Opinion: Reinstating Church Indoor Services
With a recent Supreme Court decision lifting the ban on indoor services, a few California churches have reopened to the public, which could be potentially dangerous.
The only ban California is able to uphold as of right now is the ban on singing and chanting indoors. It has mixed reactions; there are churches that will comply, but there are a few who will not.
“Fifty percent of worship is singing. We’re gonna sing no matter what,” says Harvest Rock Church’s senior pastor, Che Ahn.

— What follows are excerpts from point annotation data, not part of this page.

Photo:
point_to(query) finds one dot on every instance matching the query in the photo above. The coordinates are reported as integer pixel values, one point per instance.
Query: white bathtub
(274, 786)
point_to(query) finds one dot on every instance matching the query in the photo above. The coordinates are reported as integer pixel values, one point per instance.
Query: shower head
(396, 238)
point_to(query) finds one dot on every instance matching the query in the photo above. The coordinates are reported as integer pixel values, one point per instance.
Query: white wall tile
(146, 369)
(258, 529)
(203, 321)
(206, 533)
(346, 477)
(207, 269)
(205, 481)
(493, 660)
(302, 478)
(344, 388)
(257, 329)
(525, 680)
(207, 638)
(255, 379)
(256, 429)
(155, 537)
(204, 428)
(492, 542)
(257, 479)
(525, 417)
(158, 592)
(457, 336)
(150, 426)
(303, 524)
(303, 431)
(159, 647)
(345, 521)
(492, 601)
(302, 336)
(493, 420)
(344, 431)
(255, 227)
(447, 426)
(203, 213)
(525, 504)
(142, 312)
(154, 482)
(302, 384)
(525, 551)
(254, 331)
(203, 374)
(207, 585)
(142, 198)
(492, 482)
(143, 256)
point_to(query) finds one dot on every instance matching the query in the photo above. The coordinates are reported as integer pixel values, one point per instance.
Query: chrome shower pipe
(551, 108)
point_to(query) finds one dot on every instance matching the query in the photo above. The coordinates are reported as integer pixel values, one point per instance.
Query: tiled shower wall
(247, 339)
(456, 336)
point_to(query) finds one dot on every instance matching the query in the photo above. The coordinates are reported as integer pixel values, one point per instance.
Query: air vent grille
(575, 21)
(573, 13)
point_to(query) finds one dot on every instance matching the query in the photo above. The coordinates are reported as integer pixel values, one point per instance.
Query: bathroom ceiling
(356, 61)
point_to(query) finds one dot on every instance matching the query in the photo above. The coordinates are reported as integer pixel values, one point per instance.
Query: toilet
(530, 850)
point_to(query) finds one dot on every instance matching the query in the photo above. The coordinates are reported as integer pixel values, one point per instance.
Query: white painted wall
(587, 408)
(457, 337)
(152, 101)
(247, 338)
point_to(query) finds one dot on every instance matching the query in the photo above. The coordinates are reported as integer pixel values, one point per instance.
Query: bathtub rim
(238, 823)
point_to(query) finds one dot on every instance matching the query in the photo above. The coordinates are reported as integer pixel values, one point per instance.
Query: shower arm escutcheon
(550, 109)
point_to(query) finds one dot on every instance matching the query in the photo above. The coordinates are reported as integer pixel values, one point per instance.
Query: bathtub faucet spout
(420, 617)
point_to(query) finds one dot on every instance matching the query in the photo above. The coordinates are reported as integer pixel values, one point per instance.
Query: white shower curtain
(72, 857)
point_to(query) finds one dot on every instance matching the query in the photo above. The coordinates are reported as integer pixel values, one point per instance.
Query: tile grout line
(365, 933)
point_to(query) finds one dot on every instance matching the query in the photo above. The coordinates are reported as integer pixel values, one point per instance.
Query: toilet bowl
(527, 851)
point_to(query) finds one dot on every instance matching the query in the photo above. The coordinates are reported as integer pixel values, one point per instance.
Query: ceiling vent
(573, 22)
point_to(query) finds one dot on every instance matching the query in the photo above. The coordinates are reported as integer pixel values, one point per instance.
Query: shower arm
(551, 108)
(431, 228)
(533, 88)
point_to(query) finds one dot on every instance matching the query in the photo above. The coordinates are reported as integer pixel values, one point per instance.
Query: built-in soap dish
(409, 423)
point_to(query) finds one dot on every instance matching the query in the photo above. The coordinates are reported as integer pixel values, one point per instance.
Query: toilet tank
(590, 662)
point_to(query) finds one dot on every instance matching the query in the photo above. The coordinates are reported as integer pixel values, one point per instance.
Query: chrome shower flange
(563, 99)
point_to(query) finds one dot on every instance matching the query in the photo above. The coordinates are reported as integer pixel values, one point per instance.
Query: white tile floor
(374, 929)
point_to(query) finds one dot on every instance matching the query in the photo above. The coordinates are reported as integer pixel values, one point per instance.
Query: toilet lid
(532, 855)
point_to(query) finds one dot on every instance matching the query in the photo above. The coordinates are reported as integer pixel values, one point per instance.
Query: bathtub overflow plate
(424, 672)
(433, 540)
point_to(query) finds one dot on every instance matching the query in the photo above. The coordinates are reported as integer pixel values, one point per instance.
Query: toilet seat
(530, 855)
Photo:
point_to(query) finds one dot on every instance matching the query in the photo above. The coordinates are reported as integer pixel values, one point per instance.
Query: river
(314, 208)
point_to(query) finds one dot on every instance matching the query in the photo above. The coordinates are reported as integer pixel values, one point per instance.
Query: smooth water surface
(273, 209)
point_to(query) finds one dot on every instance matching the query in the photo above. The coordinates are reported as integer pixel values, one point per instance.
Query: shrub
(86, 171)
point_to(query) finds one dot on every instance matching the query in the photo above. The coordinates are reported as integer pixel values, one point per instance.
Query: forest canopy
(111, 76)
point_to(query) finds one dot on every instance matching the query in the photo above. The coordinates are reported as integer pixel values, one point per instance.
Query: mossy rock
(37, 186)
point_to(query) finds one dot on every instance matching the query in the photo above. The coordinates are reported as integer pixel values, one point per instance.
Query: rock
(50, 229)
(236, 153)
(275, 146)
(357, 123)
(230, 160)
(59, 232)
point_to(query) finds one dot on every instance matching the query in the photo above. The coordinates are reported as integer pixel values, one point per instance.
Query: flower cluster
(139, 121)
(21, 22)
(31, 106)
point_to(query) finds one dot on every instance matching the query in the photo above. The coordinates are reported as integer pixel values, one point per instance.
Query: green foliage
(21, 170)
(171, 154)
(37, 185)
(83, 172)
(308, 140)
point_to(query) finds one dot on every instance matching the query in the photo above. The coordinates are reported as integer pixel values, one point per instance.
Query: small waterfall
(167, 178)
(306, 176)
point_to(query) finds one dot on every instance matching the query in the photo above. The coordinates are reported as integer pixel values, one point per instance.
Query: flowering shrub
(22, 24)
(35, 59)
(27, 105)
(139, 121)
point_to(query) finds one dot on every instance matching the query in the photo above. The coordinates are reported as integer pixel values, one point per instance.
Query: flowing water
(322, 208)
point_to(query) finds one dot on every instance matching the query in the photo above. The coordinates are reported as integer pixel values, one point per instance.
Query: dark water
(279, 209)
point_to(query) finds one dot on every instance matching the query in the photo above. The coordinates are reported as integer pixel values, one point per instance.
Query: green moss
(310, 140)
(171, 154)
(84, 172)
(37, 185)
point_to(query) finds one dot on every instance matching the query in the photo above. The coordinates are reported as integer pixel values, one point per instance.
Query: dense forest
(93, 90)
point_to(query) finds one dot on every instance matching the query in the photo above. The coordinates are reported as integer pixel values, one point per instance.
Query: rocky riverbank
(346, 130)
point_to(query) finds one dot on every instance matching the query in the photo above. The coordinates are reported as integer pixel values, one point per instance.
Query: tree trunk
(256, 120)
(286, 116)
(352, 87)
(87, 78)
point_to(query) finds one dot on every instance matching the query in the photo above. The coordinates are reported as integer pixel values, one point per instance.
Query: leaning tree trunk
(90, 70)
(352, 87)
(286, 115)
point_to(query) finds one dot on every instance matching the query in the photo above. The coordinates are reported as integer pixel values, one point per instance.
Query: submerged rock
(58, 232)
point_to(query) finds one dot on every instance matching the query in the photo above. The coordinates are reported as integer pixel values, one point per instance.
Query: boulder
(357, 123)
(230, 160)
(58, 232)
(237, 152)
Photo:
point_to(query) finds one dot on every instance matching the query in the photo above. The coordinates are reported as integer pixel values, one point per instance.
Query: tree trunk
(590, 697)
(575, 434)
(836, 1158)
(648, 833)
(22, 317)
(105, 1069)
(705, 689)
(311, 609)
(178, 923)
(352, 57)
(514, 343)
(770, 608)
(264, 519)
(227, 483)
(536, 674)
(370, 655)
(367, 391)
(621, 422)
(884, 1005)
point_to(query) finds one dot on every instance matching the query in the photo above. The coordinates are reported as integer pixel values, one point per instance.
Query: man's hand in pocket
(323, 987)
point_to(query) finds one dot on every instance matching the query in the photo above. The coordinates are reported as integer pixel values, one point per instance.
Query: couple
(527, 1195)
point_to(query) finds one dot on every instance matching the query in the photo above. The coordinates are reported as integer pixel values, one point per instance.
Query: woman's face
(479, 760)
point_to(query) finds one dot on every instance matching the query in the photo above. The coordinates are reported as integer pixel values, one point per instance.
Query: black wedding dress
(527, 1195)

Close contact during a pandemic is a risk that shouldn’t be taken lightly. While it’s true that a part of worshipping is singing, because of current conditions, restrictions need to be made to protect everyone participating inside active churches. Limited seating and mandatory masks are the first two things that need to be prioritized. But even though the pandemic is deadly and well-known everywhere, preventing it from spreading isn’t a top priority for some.
According to an Associated Press article by Don Thompson last year, there was a pastor that had ignored the ban, allowing upwards of over two hundred people to attend with no masks being required to enter. It might sound bad, but according to the pastor, the feedback wasn’t at all negative.
“Most of them have been calls, ‘Thank you for standing up for what you believe,’” says Clark in the AP article, who was a pastor at Yuba City in Sacramento.
Even though the article was a year ago, and things might have changed since then, the problem still stands today. People are willing to ignore the bans being made to protect them in order to do what they want. Not everyone today wears a mask outside, even when more than four hundred thousand people have died from Covid-19,with more than twenty-seven million total cases.
If churches want to reopen and continue with indoor services, the least that can be done by pastors is to take precautions and try to minimize the spread of Covid-19. Religion is definitely important for many, and worship itself isn’t bad, but getting sick helps nobody. By letting hundreds of people congregate, it’s a recipe for disaster. It only takes one person that has Covid-19 unknowingly to spread it around quickly.